When C was diagnosed with diabetes, the hospital told us we would follow-up with an endocrinologist at UCLA (an hour+ away) and we would go there quarterly. Later they came in and told us we’d be seeing another doctor instead. She was in our city but was not an endocrinologist. She was a regular pediatrician, but specialized in diabetes and ran a pediatric diabetes clinic once a week.
I wasn’t sold. I’d only known what diabetes was for about 3 days and now they want me to go to a regular doctor instead of the endocrinologist I’ve been reading he should go to? They assured me it would be fine. The first time I met her, I knew she was the right choice. She laughed with me at my panicking and helped me to relax (this was 5 days after leaving the hospital).
Dr. S ‘gets’ me. She laughs at me when I’m nuts. She doesn’t take offense at the humor I tend to use or my constant sarcasm. She understands which things I take very lightly and the things I take very seriously. She understands that C is 11. She understands that if I find a stash of candy hiding in the back of our Tupperware cupboard that I should be thankful that sugar is all he feels he needs to hide from me. In fact, her suggestion was to fill that stash spot with his favorite candy. Just make sure to leave the carb count in there as well. She speaks to C directly, understanding that HE is her patient and HE needs to be a part of all decisions. Although she does not have diabetes, it is in her family. Her sister has celiac disease. I have not only her home phone number, but her cell. She was fine with the fact that it’s taken me over a year to want to wait 3 months in between visits (this will be our first time… so far it’s been 8 weeks and I’m feeling ok). She’s been fine with the 6-8 week schedule I’ve been comfortable with. Although, some parents I’ve spoken to feel she’s too controlling, she respects me and will rethink things if I disagree. She asks C to give her lessons on the Ping since he was her first patient to stray away from her comfortable MiniMed. She asks us to speak to newly diagnosed parents or parents wanting to start pumping. She calls C her ‘special patient with a special situation’ to the learning doctors who follow her because he has not only diabetes, but celiac disease and happens to be her only patient with both (by the way, he loves this attention). She loves how well we’ve adjusted and how much we’ve accepted diabetes into our lives. Sometimes I wonder if she has any idea how big a part she has to do with that.
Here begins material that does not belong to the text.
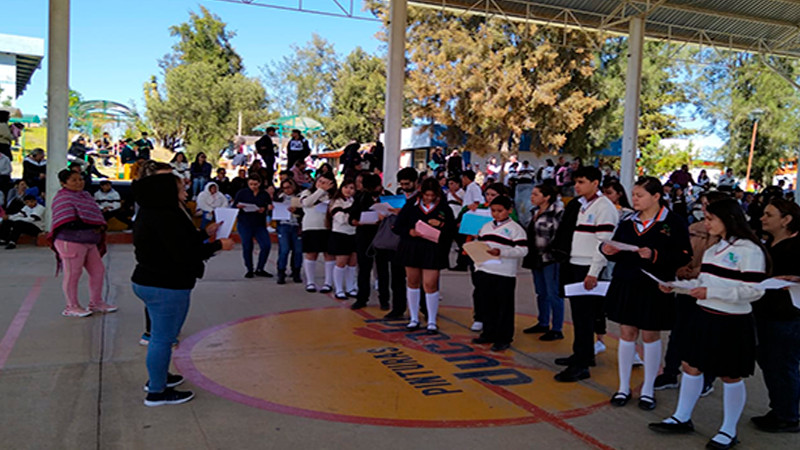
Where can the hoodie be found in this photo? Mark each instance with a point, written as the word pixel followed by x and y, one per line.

Yesterday, we had to go to that original doctor at UCLA (an insurance formality… once a year). There was nothing personal. They didn’t share my sense of humor and looked at me like I was weird. One doctor made a statement, I mentioned that our regular doctor had said the opposite and she said that’s why she recommends ‘not speaking with too many doctors.’ I didn’t like this. Even though I love ours, I absolutely want to hear other opinions to help form MY OWN. (At diabetes camp, I made sure I brought all my questions to the doctor there and asked WHY he disagreed with our regular doctor on certain things. I can’t just put ALL of my faith in one person.) This appointment felt like an assembly line. Get in, see first doctor, wait, see nurse, wait, see second doctor, wait, see nurse, wait, see social worker, wait, see nutritionist, make next year’s appointment. Phew. Not at all like our normal one. We see the nurse and doctor who KNOW us. They ask about my other son BY NAME. The nutritionist peeks her head in during the appointment to tell me she tried the gluten-free pizza I recommended last time and agreed it was DELISH! The gastroenterologist walks down the hall and sees us. On his way to his patient asks how everything’s been going diet-wise. On our way out we might run into his general pediatrician who recognizes us and asks how both boys have been doing.
It’s clear that your team can make or break you. Their attitude will shape yours. There are amazing doctors out there. My family is truly blessed that we have found not only an amazing endocrinologist (well, general doctor specializing in diabetes…), but gastroenterologist and even pediatrician. I really don’t want to think of where we’d be without their support.